Edouard Manet, Bal masqué à l'Opéra, 1873 |
I am still digesting the Splendour and Misery exhibition at the
Musée d’Orsay. I don’t know whether to celebrate or commiserate its staging as one
of the major exhibitions in Paris this fall. In the first text panel on entry
into the exhibition, there is a very bold pronouncement of how surprising it is
that men were the ones to paint images of prostitutes in the period (1850-1910).
This lack of self-consciousness is indicative of the entire exhibition. Of
course, it is only men who painted prostitutes because the kind of paintings
the Musée d’Orsay exhibits are all made by men: paintings that demonstrate the
coincidence of the rise of prostitution and high modernism. But then, I wonder
why I was so surprised, because experimental, amateur and private images made
by women in the late 19th century are not going to bring in tourist
euros.
Louis Anquétin, Femme sur les Champs Elysée la nuit, 1889-93 |
For all the
paintings by French fathers of modernism, there were some interesting photographs
and behind closed curtains, some glorious daguerrotypes and early films
depicting and advertising sex. These images, like many of the paintings by Musée
d’Orsay favorites--Manet, Degas, Forain, Béraud, and Anquetin--were provocative
and interesting for many reasons, few of which were raised by the exhibition. In
spite of its title and publicity, the exhibition is staged as a history of the
rise of prostitution in France. Thus,
paintings and some photographs are used to document the life of prostitutes “in
the modern age.” In the couple of rooms that draw attention to the coincidence
of technological modernity and prostitution, the paintings are posed as
documents of historical events going on outside of painting. Thus, Louis
Anquétin’s Femme sur les Champs Elysée la
nuit and other paintings in the L’Heure
du Gaz room, show that prostitution flourished at night under city street lights.
Henri Toulouse Lautrec, Au Moulin Rouge, 1892-95 |
Little is said of the complexity of representation found in significant paintings that critique this world. For example, Manet’s Bal masqué à l’Opéra documents the habit of poorer women to find prospective husbands and benefactors at the opera. Manet’s painting is an exquisite representation of class and gender visualized across space, in gesture, costume and in framing, as well as brushtroke and the sweep of the crowd in the composition. All of the replication of the commodification of sex and female sexuality for sale by the complex transformation of Manet’s modernist canvas is lost in an exhibition that prefers to titillate than understand modernist art.
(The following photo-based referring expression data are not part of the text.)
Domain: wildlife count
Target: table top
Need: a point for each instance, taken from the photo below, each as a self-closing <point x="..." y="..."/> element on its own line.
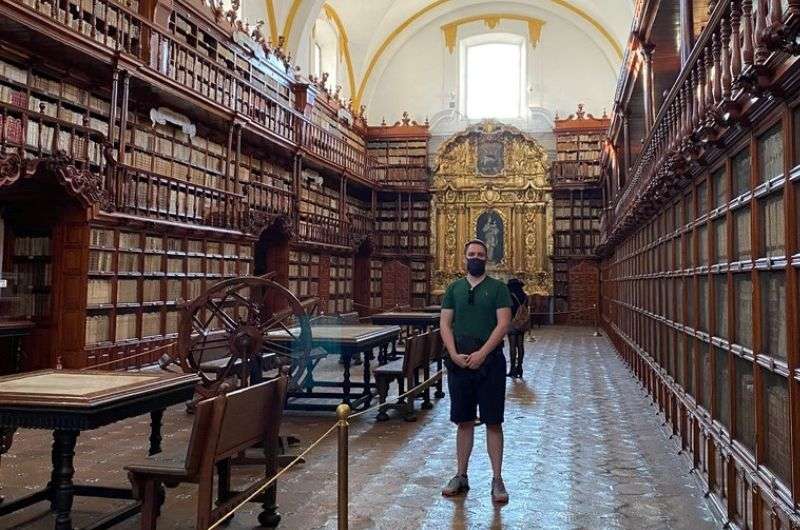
<point x="84" y="389"/>
<point x="352" y="334"/>
<point x="407" y="315"/>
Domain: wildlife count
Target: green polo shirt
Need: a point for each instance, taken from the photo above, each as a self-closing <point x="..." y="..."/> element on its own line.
<point x="479" y="318"/>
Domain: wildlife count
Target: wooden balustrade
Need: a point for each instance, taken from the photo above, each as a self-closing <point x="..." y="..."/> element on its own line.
<point x="123" y="31"/>
<point x="574" y="171"/>
<point x="728" y="66"/>
<point x="268" y="199"/>
<point x="143" y="193"/>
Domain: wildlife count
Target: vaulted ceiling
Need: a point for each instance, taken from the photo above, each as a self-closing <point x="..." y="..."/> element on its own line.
<point x="375" y="30"/>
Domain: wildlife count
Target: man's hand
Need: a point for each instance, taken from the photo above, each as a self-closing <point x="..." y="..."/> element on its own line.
<point x="475" y="359"/>
<point x="459" y="360"/>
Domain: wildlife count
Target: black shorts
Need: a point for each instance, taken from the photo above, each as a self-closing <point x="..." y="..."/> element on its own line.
<point x="484" y="388"/>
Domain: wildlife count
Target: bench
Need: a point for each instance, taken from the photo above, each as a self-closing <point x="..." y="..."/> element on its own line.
<point x="224" y="426"/>
<point x="406" y="372"/>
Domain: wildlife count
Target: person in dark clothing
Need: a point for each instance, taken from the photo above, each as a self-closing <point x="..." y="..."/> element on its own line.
<point x="516" y="338"/>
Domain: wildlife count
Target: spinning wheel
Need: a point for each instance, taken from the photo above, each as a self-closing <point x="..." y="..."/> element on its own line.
<point x="228" y="326"/>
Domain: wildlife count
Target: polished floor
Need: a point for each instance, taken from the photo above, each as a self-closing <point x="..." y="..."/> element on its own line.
<point x="584" y="449"/>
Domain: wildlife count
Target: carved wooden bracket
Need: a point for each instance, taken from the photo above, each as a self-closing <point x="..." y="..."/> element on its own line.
<point x="85" y="186"/>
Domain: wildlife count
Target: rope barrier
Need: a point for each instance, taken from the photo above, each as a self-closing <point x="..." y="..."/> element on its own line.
<point x="343" y="422"/>
<point x="420" y="386"/>
<point x="271" y="481"/>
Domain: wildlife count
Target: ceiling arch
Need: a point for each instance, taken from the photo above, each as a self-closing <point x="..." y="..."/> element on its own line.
<point x="388" y="23"/>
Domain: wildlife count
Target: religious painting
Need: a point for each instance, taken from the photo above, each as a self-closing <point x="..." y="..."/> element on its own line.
<point x="490" y="157"/>
<point x="490" y="230"/>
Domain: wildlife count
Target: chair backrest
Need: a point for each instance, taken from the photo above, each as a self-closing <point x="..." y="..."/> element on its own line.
<point x="435" y="345"/>
<point x="229" y="423"/>
<point x="416" y="354"/>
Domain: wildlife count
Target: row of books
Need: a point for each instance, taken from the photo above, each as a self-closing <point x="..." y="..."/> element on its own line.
<point x="13" y="96"/>
<point x="562" y="138"/>
<point x="32" y="275"/>
<point x="32" y="246"/>
<point x="13" y="72"/>
<point x="402" y="226"/>
<point x="578" y="155"/>
<point x="33" y="305"/>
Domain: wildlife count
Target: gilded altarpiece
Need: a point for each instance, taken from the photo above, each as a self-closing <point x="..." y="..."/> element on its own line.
<point x="491" y="183"/>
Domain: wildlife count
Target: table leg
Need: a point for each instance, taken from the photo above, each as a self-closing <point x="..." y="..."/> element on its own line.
<point x="439" y="384"/>
<point x="6" y="439"/>
<point x="367" y="374"/>
<point x="269" y="516"/>
<point x="63" y="489"/>
<point x="155" y="431"/>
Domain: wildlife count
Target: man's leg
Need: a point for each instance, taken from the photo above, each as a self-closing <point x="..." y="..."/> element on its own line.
<point x="464" y="441"/>
<point x="494" y="446"/>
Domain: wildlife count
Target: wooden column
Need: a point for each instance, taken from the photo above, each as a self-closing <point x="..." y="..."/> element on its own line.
<point x="646" y="51"/>
<point x="686" y="29"/>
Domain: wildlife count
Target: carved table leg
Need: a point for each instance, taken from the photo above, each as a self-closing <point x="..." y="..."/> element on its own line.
<point x="155" y="431"/>
<point x="63" y="489"/>
<point x="6" y="439"/>
<point x="367" y="373"/>
<point x="269" y="516"/>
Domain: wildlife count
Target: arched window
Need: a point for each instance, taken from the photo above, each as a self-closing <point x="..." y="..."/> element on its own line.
<point x="325" y="51"/>
<point x="493" y="76"/>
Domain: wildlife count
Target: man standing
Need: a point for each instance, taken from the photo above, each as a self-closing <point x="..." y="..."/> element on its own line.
<point x="476" y="313"/>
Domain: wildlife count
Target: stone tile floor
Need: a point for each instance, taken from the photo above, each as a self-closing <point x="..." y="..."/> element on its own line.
<point x="584" y="449"/>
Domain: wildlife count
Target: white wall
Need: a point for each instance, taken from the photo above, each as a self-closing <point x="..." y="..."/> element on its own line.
<point x="566" y="68"/>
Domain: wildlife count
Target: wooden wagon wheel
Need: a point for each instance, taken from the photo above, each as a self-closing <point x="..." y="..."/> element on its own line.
<point x="233" y="316"/>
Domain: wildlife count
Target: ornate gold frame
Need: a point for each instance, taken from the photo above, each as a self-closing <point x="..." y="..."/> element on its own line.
<point x="520" y="193"/>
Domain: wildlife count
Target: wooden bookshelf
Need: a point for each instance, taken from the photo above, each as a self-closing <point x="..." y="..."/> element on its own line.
<point x="579" y="143"/>
<point x="399" y="154"/>
<point x="137" y="280"/>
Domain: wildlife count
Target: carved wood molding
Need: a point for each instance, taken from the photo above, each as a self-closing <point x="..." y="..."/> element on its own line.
<point x="81" y="183"/>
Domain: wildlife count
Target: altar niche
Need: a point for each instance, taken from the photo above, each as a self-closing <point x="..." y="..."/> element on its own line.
<point x="491" y="184"/>
<point x="491" y="229"/>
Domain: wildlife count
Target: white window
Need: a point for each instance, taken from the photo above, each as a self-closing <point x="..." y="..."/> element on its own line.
<point x="326" y="50"/>
<point x="317" y="60"/>
<point x="493" y="76"/>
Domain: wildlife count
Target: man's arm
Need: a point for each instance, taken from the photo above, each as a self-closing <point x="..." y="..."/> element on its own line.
<point x="474" y="360"/>
<point x="446" y="329"/>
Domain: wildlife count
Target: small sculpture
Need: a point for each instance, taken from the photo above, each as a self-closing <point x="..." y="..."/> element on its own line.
<point x="256" y="35"/>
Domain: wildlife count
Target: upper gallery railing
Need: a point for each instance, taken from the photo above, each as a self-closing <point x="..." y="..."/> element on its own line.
<point x="120" y="30"/>
<point x="731" y="62"/>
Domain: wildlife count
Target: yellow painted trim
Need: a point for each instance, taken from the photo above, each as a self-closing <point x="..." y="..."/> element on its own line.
<point x="287" y="27"/>
<point x="344" y="45"/>
<point x="273" y="25"/>
<point x="450" y="29"/>
<point x="410" y="20"/>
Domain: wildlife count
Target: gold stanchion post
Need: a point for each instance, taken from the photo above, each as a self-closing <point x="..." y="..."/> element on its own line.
<point x="343" y="413"/>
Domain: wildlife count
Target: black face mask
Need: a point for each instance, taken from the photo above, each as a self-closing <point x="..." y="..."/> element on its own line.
<point x="476" y="266"/>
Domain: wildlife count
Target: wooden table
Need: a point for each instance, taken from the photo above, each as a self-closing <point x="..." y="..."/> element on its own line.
<point x="417" y="319"/>
<point x="347" y="342"/>
<point x="70" y="401"/>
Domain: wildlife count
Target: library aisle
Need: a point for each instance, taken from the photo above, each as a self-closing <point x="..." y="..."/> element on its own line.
<point x="583" y="450"/>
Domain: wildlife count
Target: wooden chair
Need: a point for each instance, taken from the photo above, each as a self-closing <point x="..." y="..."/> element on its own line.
<point x="406" y="372"/>
<point x="224" y="426"/>
<point x="436" y="354"/>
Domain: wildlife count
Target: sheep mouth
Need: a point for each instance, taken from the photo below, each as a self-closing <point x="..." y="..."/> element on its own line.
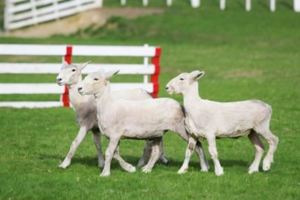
<point x="60" y="83"/>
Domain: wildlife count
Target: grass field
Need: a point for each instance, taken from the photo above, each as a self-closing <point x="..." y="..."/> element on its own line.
<point x="245" y="56"/>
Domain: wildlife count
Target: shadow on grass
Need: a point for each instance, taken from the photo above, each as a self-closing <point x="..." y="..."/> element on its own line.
<point x="92" y="161"/>
<point x="288" y="5"/>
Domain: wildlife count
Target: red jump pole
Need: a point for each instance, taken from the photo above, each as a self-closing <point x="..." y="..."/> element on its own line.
<point x="155" y="77"/>
<point x="68" y="58"/>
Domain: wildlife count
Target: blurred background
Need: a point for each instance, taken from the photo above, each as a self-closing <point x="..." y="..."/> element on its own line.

Louis Béraud, L'Attente, vers 1885 |
Also troubling
about the exhibition is its framing of women as victims of modernity, suffering
the social transformations that brought the commodification of sex and men’s
desire to exploit women’s bodies for pleasure. Modernity is also about pleasure
having an expression or needing to be expressed. What’s missing altogether is
any appreciation, let alone, understanding of the different ways that the male
artist represented the prostitute. Béraud’s placement of the faceless woman in L’Attente, vers 1885, as an object to be
looked at by the spectator as well as the man in the painting is given the
exact same status of historical document as Manet’s Irma Brunner, 1880. Manet’s portrait is painted with a face, in
profile, given a dignity and an identity equal to that of a noblewoman. And
Manet’s empathy for La Prune, 1875 in
sumptuous pink, in closeup, bored, beautiful but trapped and framed by the
devices around her gives her an identity, a personality and a fate, that is not
solely dependent on the men who might be watching her. Looking and who looks at
who, or how the woman is positioned within the frame is so different from
painting to painting. However, this is completely effaced by an exhibition that
is interested in using paintings to tell a story.
Edouard Manet, La Prune, 1878 |
Even without
going into the theoretical issues of vision and visuality that went hand in
hand with prostitution and the transformation to representation in modernity,
there are other elements of the paintings that are glossed over. The changing definitions
of portraiture that see Toulouse Lautrec’s images of women turned away from him
and the viewer, the portraiture of everyday people, how prostitution was also
all about performance and parading of sexuality -- going hand in hand with costumes,
shopping, the changing identity of men in modern society, questions of
spectacle, disconnection, all of which are articulated through looks as well as
dress, makeup, lights, performance. These levels of complexity are not
foregrounded by the exhibition
Of course, it’s
always a treat to see so many great paintings on display in one space. And
there are many in this exhibition brought from all over the world. However, in
direct proportion to the apparent liberation and equality of women apparently intended
by the museum, there is also a persistent oppression and devaluation of women. Of
course, we can’t do anything about what painters and photographers in the
late-nineteenth century saw on their streets, or how they saw it, but surely we
are compelled to educate the next generation of women of the prejudices they
face on a daily basis? An exhibition that uses paintings of prostitution to tell
a story from the perspective of the men who wrote it--but not always the
painters who painted it--does not take responsibility for that education.